Попугай, говорящий на идиш — страница 2 из 45

Она повернула сморщенное личико к попугаю и сказала пару непонятных слов. На идише, догадались все в комнате и даже привстали с мест, ожидая, что ответит попугай.

Попугай совсем по-еврейски, с мировой скорбью в круглых глазах, посмотрел на них и, ничего не ответив, сдвинул, как занавески, розовые пленки на глазах.

Гарри листал старый альбом в малиновом бархатном переплете, с залысинами в местах, где их касались пальцы. Рыжая Барбара через его плечо разглядывала фотографии, пожелтевшие, в трещинах. Здесь был и дед с бородой, в черной фуражке-картузе, какие носили в ту пору в Российской империи, и бабка в черном платке, по-крестьянски повязанном под подбородком. И мать Гарри, нынешняя миссис Гомес, — маленькая пухлая девочка со светлыми локонами и в юбке колоколом, в ту пору не подозревавшая, что есть такая болезнь по названию ишиас.

Все свое имущество покойная завещала еврейской общине, а так как в основном это был хлам, то порешили пригласить сюда эмигрантов из СССР — пусть выберут, что им приглянется. Родственники согласились взять лишь по какому-нибудь незначительному предмету на память. Как сувенир. Гарри остановил свой выбор на медном подсвечнике-меноре, куда вставляют на Хануку восемь свечей и каждый день зажигают по одной. Менора была прошлого столетия, из Восточной Европы. Из багажа деда.

Все брали по одной вещи. И Барбаре тоже захотелось что-нибудь взять.

— Можно попугая? — попросила она Гарри, неуместно блеснув порочными глазами.

Он усмехнулся, пожал плечами:

— Мало тебе хлопот? Возьми.

И стал думать об оставленных дома делах, о предстоящих переговорах с инвеститорами из Торонто, приезд которых он из-за похорон передвинул на один день.

Как попугай перенес перелет из Нью-Йорка в Кливленд, они не знали: он ехал в своей клетке в багажном отделении самолета.

В доме Гарри Блэка клетку с попугаем поставили в гостиной между тумбой со стереофоническим проигрывателем и высоким торшером: Барбара вычистила клетку, налила свежей воды, протерла каждый медный прутик, и клетка засверкала, как пожарный колокол.

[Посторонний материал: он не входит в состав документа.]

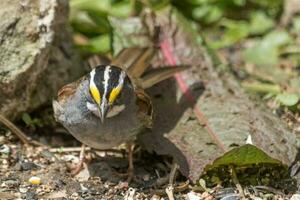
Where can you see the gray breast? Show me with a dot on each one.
(88, 129)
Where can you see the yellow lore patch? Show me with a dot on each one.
(96, 94)
(114, 93)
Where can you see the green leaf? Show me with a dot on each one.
(260, 23)
(235, 32)
(82, 22)
(266, 51)
(245, 155)
(26, 119)
(287, 99)
(296, 25)
(100, 44)
(119, 9)
(207, 13)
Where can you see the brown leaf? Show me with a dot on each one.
(201, 115)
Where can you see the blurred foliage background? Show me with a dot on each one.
(258, 41)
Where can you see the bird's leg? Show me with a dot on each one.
(130, 170)
(78, 167)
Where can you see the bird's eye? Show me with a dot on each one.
(95, 94)
(114, 94)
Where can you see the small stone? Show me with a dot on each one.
(34, 180)
(31, 195)
(193, 196)
(4, 149)
(12, 183)
(23, 190)
(295, 197)
(26, 166)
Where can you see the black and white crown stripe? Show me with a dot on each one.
(106, 78)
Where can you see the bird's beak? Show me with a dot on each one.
(102, 112)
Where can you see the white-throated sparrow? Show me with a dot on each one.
(109, 106)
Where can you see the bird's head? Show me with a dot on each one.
(107, 87)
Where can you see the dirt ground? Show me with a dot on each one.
(101, 177)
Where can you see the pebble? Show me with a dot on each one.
(34, 180)
(295, 197)
(4, 149)
(12, 183)
(26, 166)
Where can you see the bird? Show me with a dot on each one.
(109, 105)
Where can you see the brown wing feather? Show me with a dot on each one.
(159, 74)
(145, 105)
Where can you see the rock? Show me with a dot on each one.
(25, 166)
(36, 54)
(295, 197)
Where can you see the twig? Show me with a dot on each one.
(173, 173)
(68, 149)
(237, 183)
(81, 160)
(169, 191)
(14, 129)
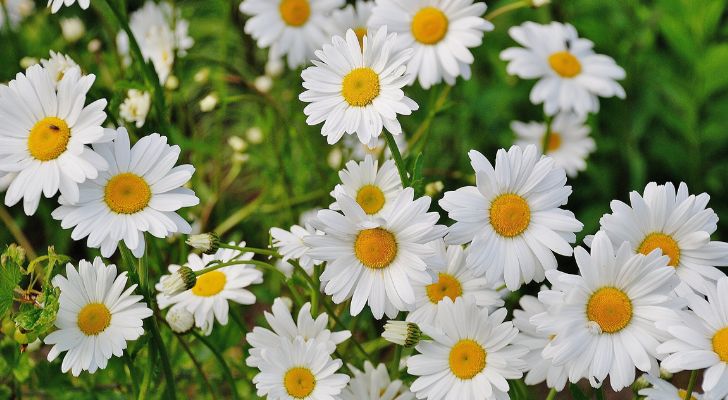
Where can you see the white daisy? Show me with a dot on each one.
(17, 11)
(58, 64)
(664, 390)
(375, 384)
(354, 16)
(440, 31)
(700, 340)
(470, 355)
(539, 368)
(568, 144)
(284, 327)
(141, 192)
(676, 223)
(376, 260)
(513, 216)
(161, 33)
(208, 299)
(355, 92)
(604, 319)
(571, 76)
(292, 28)
(372, 187)
(96, 316)
(453, 280)
(298, 369)
(56, 5)
(44, 135)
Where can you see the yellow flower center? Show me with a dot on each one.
(93, 319)
(48, 139)
(360, 33)
(429, 25)
(565, 64)
(360, 87)
(375, 248)
(666, 243)
(467, 359)
(295, 12)
(370, 198)
(446, 285)
(682, 392)
(720, 344)
(554, 142)
(299, 382)
(510, 215)
(127, 193)
(209, 284)
(611, 308)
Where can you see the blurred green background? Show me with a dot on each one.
(671, 127)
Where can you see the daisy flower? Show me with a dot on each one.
(375, 384)
(58, 64)
(55, 5)
(539, 368)
(441, 32)
(161, 34)
(284, 327)
(354, 16)
(376, 260)
(208, 299)
(604, 319)
(357, 91)
(372, 187)
(44, 135)
(141, 192)
(298, 369)
(568, 144)
(292, 28)
(664, 390)
(513, 216)
(470, 355)
(96, 318)
(700, 340)
(571, 75)
(676, 223)
(454, 280)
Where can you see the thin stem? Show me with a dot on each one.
(508, 8)
(397, 157)
(691, 385)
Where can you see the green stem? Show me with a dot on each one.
(397, 156)
(691, 385)
(508, 8)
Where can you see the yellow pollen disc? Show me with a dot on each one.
(370, 198)
(467, 359)
(720, 344)
(127, 193)
(360, 87)
(299, 382)
(375, 248)
(209, 284)
(682, 392)
(93, 319)
(666, 243)
(510, 215)
(295, 12)
(610, 308)
(554, 142)
(446, 285)
(360, 33)
(48, 139)
(429, 25)
(565, 64)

А менору с восемью пустыми чашечками для свечей поместили в противоположном углу, где Гарри собрал коллекцию сувениров, привезенных из дальних деловых поездок. На стене щерились черные ритуальные маски из Африки. На полу сидел, расставив круглые колени, упитанный бронзовый Будда, купленный в Бангкоке. Над ним печально смотрел с креста деревянный распятый Христос с длинным удивленным лицом, которого Гарри раздобыл в Польше. Русская темная икона мерцала тусклой позолотой оклада. И маленькая менора совсем потерялась в этой коллекции.

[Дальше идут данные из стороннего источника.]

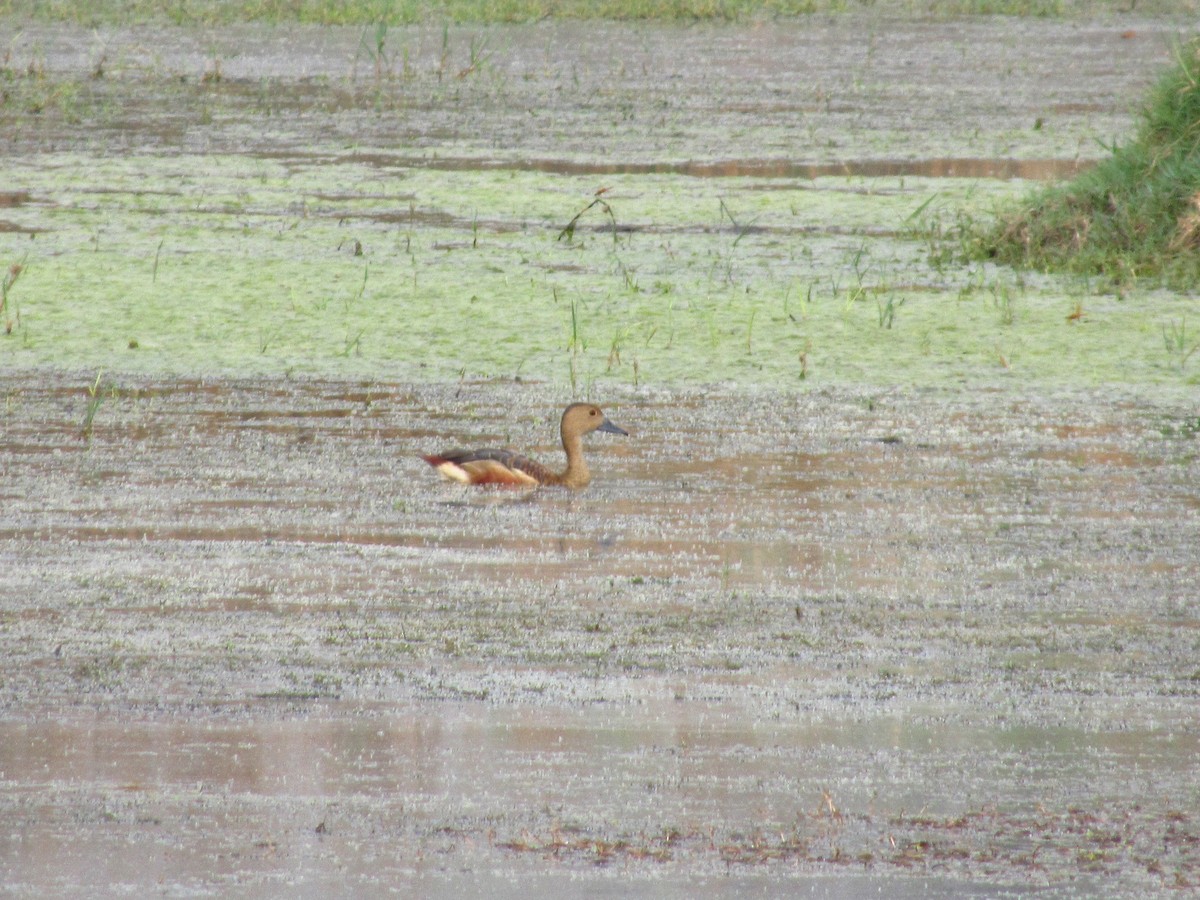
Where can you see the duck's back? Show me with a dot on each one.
(491, 467)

Гостиная была большая, просторная, полная света, и воздух был чистый и прохладный, процеженный через кондиционер. А старый попугай задыхался. Ему недоставало захламленной тесноты, привычных запахов лекарств, играющих в солнечном луче пылинок, веток бука, хлопающих по мутному, давно немытому окну.

Вечером пришли гости. Канадский партнер Гарри из Торонто Сэм Винстон, такой же высокий и уже начинающий полнеть еврей, как и Гарри.

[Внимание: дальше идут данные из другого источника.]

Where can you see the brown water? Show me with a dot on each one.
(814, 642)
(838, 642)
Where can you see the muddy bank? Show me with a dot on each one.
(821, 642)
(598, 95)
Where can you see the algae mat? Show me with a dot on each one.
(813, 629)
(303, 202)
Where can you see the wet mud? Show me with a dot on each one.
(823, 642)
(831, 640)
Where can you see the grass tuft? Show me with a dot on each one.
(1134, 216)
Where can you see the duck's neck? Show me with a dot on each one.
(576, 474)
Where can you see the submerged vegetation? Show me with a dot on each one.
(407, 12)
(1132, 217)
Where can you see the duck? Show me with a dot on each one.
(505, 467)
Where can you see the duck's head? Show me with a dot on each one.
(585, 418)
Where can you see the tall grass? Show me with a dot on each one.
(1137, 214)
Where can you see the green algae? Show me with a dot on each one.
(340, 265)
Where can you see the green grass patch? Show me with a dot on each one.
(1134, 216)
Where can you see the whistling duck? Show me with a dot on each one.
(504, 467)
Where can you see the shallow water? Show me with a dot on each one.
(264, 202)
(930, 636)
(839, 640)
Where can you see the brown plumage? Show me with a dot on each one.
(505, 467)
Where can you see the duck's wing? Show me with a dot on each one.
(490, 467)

«Какой он Винстон? — почему-то ухмыльнулся в душе Гарри. — Тоже сменил фамилию, чтоб выглядеть ВАСПом. Небось, отца зовут Кац или Рабинович».

С Сэмом приехала его секретарша Жаннет — канадская француженка. Не такая вульгарная, как Барбара, но зато и с меньшим зарядом секса.

И еще одна пара. Кливлендский адвокат Брюс Мортон и его подружка — коллега по конторе, незамужняя Майра Кипнис. Оба евреи.

Сначала они обедали в загородном клубе. Вечером ввалились к Гарри, уже изрядно отяжелев от еды и питья. И принялись танцевать, включив на всю мощь стереопроигрыватель.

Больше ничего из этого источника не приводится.